The growing role of natural resource conservation in U.S. farm policy is evident in the fivefold increase in funding for the Environmental Quality Incentives Program (EQIP) in the 2002 Farm Act. EQIP provides technical, financial, and educational assistance to farmers and ranchers implementing a wide range of agri-environmental practices on land used for farming. Recognizing the dearth of data concerning the installation of conservation practices on U.S. farms, ERS constructed a database using EQIP conservation practice data. The database offers a unique opportunity to better understand the demand for conservation practices across regions, the conservation practices being funded and implemented, and the unit costs (dollars per acre, dollars per foot, etc.) of implementing these practices.

The types of conservation practices that farmers use fall into two broad categories, each of which covers a wide range of practices. Structural practices, as their name suggests, are conservation activities that involve the installation of some sort of equipment or structure, such as a pond to provide water for livestock. Management practices are conservation methods or techniques that help farmers with the operational aspects of their work. Some examples are tillage techniques, integrated pest management, and conservation crop rotation.

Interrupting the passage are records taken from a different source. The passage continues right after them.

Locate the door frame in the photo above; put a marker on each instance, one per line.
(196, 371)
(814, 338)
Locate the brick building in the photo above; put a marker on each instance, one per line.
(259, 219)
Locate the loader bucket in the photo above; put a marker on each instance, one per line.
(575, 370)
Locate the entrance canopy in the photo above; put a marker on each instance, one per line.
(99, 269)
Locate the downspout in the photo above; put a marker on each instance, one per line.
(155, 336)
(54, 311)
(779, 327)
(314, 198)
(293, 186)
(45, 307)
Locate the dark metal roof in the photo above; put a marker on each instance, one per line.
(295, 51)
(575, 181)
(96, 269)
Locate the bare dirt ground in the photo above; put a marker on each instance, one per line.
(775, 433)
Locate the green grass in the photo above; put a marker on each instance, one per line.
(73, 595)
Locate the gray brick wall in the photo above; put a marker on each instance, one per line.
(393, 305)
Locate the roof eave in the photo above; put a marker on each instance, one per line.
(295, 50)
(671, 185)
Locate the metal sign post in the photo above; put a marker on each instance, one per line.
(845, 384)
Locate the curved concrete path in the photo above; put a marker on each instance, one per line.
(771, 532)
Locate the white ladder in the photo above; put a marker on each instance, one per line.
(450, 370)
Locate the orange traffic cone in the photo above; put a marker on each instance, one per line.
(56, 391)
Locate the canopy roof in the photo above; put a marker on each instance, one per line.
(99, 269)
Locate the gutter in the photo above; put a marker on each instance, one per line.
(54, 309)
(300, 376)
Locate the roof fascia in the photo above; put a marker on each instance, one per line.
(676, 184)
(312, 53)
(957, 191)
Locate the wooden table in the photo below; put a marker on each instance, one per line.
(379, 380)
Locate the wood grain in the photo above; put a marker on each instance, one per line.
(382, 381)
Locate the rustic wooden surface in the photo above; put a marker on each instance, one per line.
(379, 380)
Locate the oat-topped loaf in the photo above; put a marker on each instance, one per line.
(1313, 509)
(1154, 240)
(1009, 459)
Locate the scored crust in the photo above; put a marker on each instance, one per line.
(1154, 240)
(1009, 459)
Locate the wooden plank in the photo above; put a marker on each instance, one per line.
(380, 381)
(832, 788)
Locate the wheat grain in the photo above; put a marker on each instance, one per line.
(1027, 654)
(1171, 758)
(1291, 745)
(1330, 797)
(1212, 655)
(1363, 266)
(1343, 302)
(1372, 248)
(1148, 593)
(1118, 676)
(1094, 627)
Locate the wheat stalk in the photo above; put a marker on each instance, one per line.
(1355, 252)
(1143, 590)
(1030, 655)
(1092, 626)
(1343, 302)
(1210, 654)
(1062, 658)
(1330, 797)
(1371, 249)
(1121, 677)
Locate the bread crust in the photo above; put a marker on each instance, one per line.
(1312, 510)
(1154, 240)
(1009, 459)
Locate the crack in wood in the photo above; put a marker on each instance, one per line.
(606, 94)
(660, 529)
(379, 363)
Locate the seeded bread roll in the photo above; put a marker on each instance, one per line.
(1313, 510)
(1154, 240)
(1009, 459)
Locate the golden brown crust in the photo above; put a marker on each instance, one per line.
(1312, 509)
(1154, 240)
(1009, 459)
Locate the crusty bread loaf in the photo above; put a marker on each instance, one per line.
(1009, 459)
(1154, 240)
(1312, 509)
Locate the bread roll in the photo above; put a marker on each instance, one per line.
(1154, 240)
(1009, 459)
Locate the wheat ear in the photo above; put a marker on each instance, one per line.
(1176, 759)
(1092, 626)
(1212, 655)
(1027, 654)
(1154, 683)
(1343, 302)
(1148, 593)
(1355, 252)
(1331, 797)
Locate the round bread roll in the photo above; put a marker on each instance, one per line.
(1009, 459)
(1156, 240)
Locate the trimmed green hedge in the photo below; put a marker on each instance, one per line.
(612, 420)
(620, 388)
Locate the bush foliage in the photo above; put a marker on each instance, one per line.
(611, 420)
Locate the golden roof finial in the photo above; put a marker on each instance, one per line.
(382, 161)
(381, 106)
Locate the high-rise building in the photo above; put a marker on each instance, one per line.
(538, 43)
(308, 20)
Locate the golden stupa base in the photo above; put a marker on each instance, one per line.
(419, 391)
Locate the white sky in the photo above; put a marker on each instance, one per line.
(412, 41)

The data reveal the range of costs farmers incur in implementing conservation practices. On average, structural practices tend to have higher fixed costs than management practices because they typically require the use of heavy machinery. For many practices, producers realize economies of scale (lower unit costs) on larger conservation projects or installations. Not surprisingly, structural practices, because they have higher fixed costs, tend to show greater economies of scale. A comparison of small- and large-size installations shows that the average unit cost reduction for structural practices (from small to large installations) ranged from 14 percent to 70 percent, while for management practices, the range was 19 percent to 35 percent.

Now, with the creation of this database, researchers and policy analysts can examine the costs of conservation programs and policies in a comprehensive manner and identify opportunities to reduce costs. Policymakers can use such analyses to evaluate program performance. Combined with information on the farm structure of the rural economy, these data could also be used to target conservation programs more effectively. Given the growing but still limited budget for conservation, the database can help conservation program managers attain environmental goals while attending to farmers’ specific conservation needs and minimizing costs.